Just had a question regarding the TAHH, PDAHH, PDALL protection that is present here. Would these all qualify as a 'single' unit of protection?

 

To explain it more clearly, say for eg you have a vessel which has PSHH and LSLL. In your opinion, would a simultaneous failure of these two (i.e. failure of the PSD PLC / system) be single jeopardy or double jeopardy?

 

In a previous SIL session we have had a bit of a debate on this. While both the loops may have independent sensors, wires and I/O cards - they connect to the same system and failure of logic solver (although SIL3 or more rated) being considered here can be an interesting thing to discuss.

 

Thanks,

Saurabh

Hi Ankur,

 

Just had a question regarding the TAHH, PDAHH, PDALL protection that is present here. Would these all qualify as a 'single' unit of protection?

 

To explain it more clearly, say for eg you have a vessel which has PSHH and LSLL. In your opinion, would a simultaneous failure of these two (i.e. failure of the PSD PLC / system) be single jeopardy or double jeopardy?

 

In a previous SIL session we have had a bit of a debate on this. While both the loops may have independent sensors, wires and I/O cards - they connect to the same system and failure of logic solver (although SIL3 or more rated) being considered here can be an interesting thing to discuss.

 

Thanks,

Saurabh

Hi Saurabh,

 

I will attempt to answer your question as I understand it, so please excuse me if I get it wrong.

 

All independent sensors, however independent they may be, will end up somewhere at  a logic solver or a PLC or something similar. This could also be a high SIL rated ESD panel or similar with parallel redundancies built into these systems, like parallel I/O cards, UPS facility and etc. depending on the safety criticality of the information supplied to them by the independent hardwired sensors.

 

Now comes the question or rather the term 'Common Mode Failure'. This is something to bear in mind always.

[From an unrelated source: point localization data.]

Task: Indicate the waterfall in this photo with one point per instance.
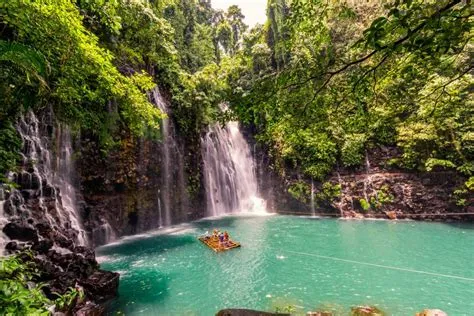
(3, 221)
(172, 193)
(63, 180)
(39, 174)
(229, 172)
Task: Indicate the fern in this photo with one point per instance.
(25, 58)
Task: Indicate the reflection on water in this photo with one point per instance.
(401, 267)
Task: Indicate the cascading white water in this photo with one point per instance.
(229, 172)
(40, 173)
(3, 221)
(313, 208)
(164, 193)
(62, 179)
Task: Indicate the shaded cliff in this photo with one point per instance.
(40, 215)
(140, 184)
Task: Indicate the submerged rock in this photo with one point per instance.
(319, 314)
(366, 311)
(101, 285)
(246, 312)
(431, 312)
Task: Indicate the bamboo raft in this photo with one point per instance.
(213, 243)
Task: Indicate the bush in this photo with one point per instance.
(18, 294)
(300, 190)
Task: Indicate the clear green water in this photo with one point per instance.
(402, 267)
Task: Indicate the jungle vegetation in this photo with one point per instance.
(322, 81)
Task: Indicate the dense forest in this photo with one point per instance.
(322, 81)
(321, 84)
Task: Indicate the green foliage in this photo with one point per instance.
(461, 195)
(377, 200)
(432, 163)
(346, 76)
(300, 190)
(82, 75)
(18, 295)
(352, 151)
(364, 204)
(67, 301)
(329, 192)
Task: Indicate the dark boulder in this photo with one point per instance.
(20, 231)
(101, 285)
(90, 309)
(43, 246)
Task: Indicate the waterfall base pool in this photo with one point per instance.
(400, 267)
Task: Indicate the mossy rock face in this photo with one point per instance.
(366, 311)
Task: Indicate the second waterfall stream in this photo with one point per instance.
(229, 172)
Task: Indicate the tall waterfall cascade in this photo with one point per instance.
(172, 192)
(3, 221)
(229, 172)
(50, 178)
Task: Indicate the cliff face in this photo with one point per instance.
(124, 190)
(373, 190)
(39, 213)
(140, 184)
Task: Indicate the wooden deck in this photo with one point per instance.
(213, 243)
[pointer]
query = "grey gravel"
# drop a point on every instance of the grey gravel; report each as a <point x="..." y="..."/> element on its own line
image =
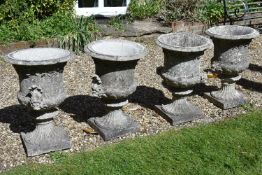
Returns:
<point x="80" y="105"/>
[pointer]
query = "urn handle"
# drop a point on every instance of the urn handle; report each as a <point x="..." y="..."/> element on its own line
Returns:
<point x="35" y="97"/>
<point x="97" y="89"/>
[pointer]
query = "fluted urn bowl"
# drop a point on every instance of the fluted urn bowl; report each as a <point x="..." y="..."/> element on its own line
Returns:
<point x="115" y="62"/>
<point x="231" y="47"/>
<point x="40" y="72"/>
<point x="182" y="52"/>
<point x="231" y="57"/>
<point x="181" y="71"/>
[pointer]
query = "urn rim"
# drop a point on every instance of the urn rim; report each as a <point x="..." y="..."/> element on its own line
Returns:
<point x="130" y="50"/>
<point x="38" y="56"/>
<point x="232" y="32"/>
<point x="173" y="43"/>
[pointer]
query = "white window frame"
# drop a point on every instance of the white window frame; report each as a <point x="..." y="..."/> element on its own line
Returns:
<point x="101" y="10"/>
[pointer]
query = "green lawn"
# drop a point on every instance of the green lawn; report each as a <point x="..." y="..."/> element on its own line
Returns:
<point x="233" y="146"/>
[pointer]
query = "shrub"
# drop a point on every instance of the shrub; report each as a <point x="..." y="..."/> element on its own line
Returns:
<point x="30" y="10"/>
<point x="179" y="10"/>
<point x="207" y="11"/>
<point x="144" y="9"/>
<point x="210" y="11"/>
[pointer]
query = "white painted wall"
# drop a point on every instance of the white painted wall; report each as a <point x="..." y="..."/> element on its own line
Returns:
<point x="101" y="10"/>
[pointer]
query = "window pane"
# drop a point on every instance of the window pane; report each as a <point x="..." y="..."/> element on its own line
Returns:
<point x="115" y="3"/>
<point x="87" y="3"/>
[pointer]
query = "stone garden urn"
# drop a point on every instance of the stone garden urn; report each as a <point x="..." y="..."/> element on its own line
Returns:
<point x="181" y="72"/>
<point x="40" y="73"/>
<point x="231" y="57"/>
<point x="115" y="62"/>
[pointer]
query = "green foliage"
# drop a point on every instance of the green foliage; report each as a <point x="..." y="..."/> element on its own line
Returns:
<point x="16" y="11"/>
<point x="84" y="30"/>
<point x="145" y="9"/>
<point x="116" y="23"/>
<point x="176" y="10"/>
<point x="229" y="147"/>
<point x="207" y="11"/>
<point x="210" y="11"/>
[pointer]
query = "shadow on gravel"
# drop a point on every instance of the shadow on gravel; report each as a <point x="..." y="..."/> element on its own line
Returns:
<point x="200" y="89"/>
<point x="254" y="67"/>
<point x="148" y="97"/>
<point x="83" y="107"/>
<point x="18" y="118"/>
<point x="251" y="85"/>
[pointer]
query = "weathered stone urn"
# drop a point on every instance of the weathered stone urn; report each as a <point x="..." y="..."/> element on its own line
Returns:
<point x="231" y="57"/>
<point x="40" y="73"/>
<point x="181" y="72"/>
<point x="115" y="62"/>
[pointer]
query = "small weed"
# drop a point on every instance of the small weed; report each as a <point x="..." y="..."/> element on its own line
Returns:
<point x="116" y="23"/>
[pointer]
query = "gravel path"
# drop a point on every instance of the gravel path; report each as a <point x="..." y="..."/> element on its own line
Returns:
<point x="80" y="104"/>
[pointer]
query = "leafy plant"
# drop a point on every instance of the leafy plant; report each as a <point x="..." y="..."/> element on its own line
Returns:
<point x="145" y="9"/>
<point x="85" y="29"/>
<point x="179" y="10"/>
<point x="210" y="11"/>
<point x="116" y="23"/>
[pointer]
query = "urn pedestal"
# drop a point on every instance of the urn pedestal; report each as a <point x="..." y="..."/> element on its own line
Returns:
<point x="115" y="62"/>
<point x="40" y="73"/>
<point x="231" y="57"/>
<point x="181" y="71"/>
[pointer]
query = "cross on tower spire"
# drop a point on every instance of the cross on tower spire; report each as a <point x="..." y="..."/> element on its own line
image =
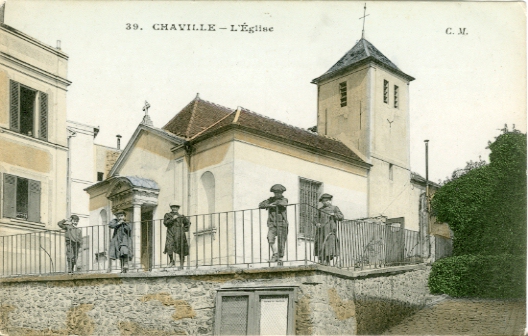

A Common Mode Failure could be anything from a dropped object destroying the ESD panels, an earthquake or fire destroying the hardwired sensor pathway (at the worst) to just a local accident destroying the sensors locally.

There is very little one can do about such scenarios.

They could be single jeopardies resulting in multiple jeopardies.

These are nowadays called 'known unknowns'.

The Fukushima disaster is one such example.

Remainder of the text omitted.